Le falciatrici a dischi Kuhn “Gmd 9530 Rv”, con andanatore a doppia coclea, e le “Gmd 15030”, dal fronte di lavoro di 14 metri e mezzo, sono le attrezzature con le quali Kuhn guarda al contoterzismo e alle grandi aziende foraggere

Con un po’ di fantasia l’acronimo “Gmd” potrebbe significare “Good mowing device”, in italiano “dispositivi buoni per lo sfalcio”. In realtà, l’acronimo scelto da Kuhn per le falciatrici serie “Gmd” sta per “Girofaucheuse multi-disques”, “falciatrice multidisco”, termine riferito a due i modelli portati posteriormente, “Gmd 9530 Rv” e “Gmd 15030”, che meritano approfondimenti speciali. Presentano infatti molteplici aspetti comuni e ed entrambi guardano alle grandi aziende agricole specializzate nelle pratiche di fienagione e al contoterzismo professionale, ma differiscono fra loro oltre che nelle dimensioni anche a livello di dettagli costruttivi.

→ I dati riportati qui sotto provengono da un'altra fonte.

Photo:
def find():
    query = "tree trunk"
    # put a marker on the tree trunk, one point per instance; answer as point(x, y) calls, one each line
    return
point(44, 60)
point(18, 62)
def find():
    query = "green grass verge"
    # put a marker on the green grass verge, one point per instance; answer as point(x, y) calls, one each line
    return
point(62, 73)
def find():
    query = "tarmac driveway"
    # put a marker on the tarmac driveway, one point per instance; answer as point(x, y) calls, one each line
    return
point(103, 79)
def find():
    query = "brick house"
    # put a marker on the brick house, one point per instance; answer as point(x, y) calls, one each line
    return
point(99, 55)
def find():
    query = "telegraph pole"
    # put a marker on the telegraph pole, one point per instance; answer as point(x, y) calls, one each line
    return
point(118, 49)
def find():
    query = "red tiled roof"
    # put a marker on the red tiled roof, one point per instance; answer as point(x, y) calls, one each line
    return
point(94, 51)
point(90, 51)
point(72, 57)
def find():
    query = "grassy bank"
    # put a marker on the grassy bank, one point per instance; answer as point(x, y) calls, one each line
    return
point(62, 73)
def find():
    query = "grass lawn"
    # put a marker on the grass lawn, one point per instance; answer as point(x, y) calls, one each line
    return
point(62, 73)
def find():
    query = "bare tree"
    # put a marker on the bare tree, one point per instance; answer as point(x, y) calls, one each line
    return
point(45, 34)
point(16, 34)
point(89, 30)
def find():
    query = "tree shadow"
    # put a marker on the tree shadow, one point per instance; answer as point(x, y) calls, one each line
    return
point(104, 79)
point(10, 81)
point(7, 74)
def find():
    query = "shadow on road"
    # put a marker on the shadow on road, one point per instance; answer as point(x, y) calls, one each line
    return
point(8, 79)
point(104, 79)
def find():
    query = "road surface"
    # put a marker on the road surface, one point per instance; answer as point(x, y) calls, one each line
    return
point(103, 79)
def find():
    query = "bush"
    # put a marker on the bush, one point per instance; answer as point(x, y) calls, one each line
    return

“Gmd 9530 Rv” è una falciatrice a dischi con andanatore a doppia coclea la cui larghezza operativa massima è di nove metri e mezzo. Può combinare in un solo passaggio la falciatura e la formazione di andane, a beneficio di una maggiore produttività. “Gmd 15030” è invece una macchina dedita al solo sfalcio che trova il suo principale punto di forza nella larghezza operativa di 14 metri e mezzo, dimensione di lavoro che rende l’attrezzo un’autentica ammiraglia del settore.

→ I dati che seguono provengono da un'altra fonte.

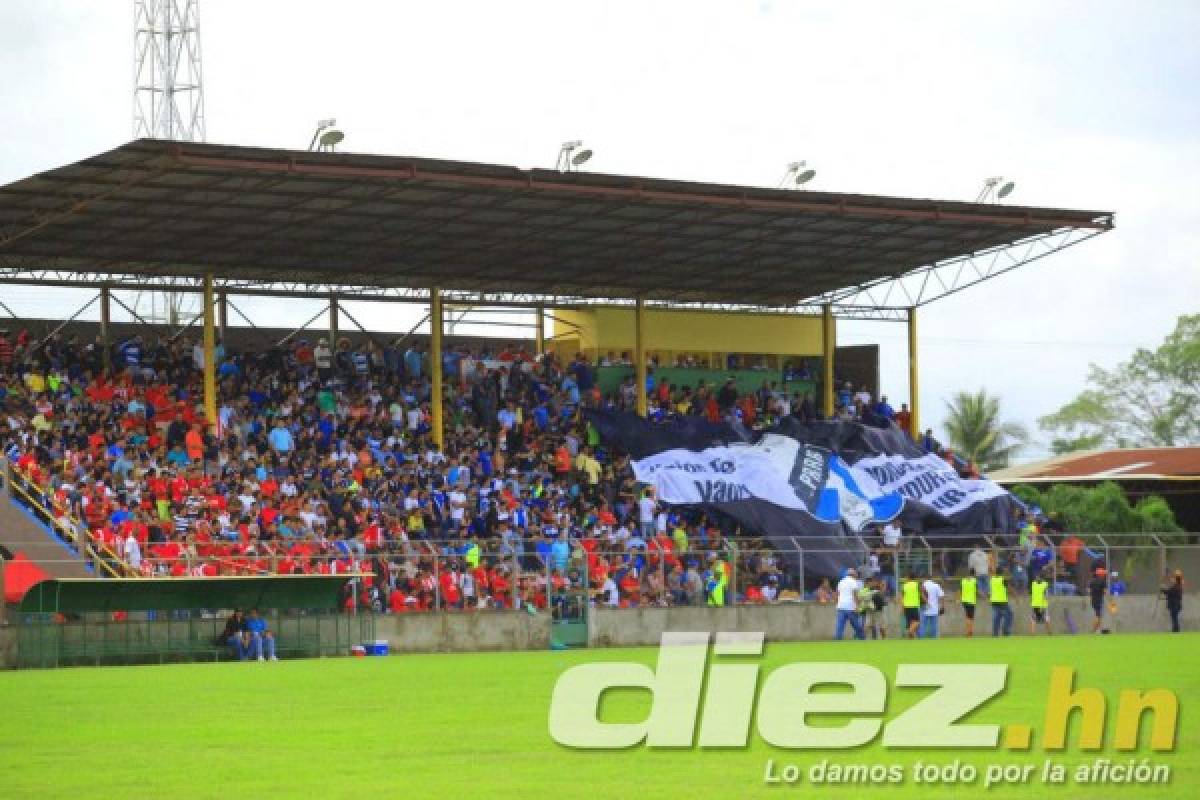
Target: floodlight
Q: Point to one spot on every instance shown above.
(797, 174)
(330, 137)
(568, 157)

Fra i dettagli che accomunano le due attrezzature rientrano i componenti realizzati con acciai alto-resistenziali che minimizzano le manutenzioni e massimizzano la durata di servizio e le barre di taglio avulse da manutenzioni facenti capo alla serie “Optidisc Elite” che integra il sistema “Fast-Fit” di attacco rapido dei coltelli.

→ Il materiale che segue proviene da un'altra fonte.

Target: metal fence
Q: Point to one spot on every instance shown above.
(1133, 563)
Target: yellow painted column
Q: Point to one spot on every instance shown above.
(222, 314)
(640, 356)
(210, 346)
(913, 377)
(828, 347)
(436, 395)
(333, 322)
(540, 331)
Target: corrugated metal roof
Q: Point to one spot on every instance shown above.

Le barre sono inoltre strutturate in modo da fornire la miglior qualità di taglio possibile pur operando in diverse condizioni grazie alla presenza di un sistema di regolazione della sospensione amministrata da accumulatori oleo-pneumatici che ottimizza sia il contour con il terreno sia la pressione al suolo. In tal modo, lo sfalcio avviene sempre nel massimo rispetto del cotico erboso e della pulizia del raccolto.
La fluidità d’azione delle barre “Optidisc Elite” è inoltre ulteriormente migliorata dall’esclusivo sistema “Lift-Control” che abbina l’alleggerimento idraulico delle barre a un dispositivo di sicurezza “Non-Stop”. Nel caso le lame incontrino un ostacolo, l’unità di taglio ruota all’indietro salvo tornare automaticamente in posizione di lavoro una volta superato l’ostacolo medesimo.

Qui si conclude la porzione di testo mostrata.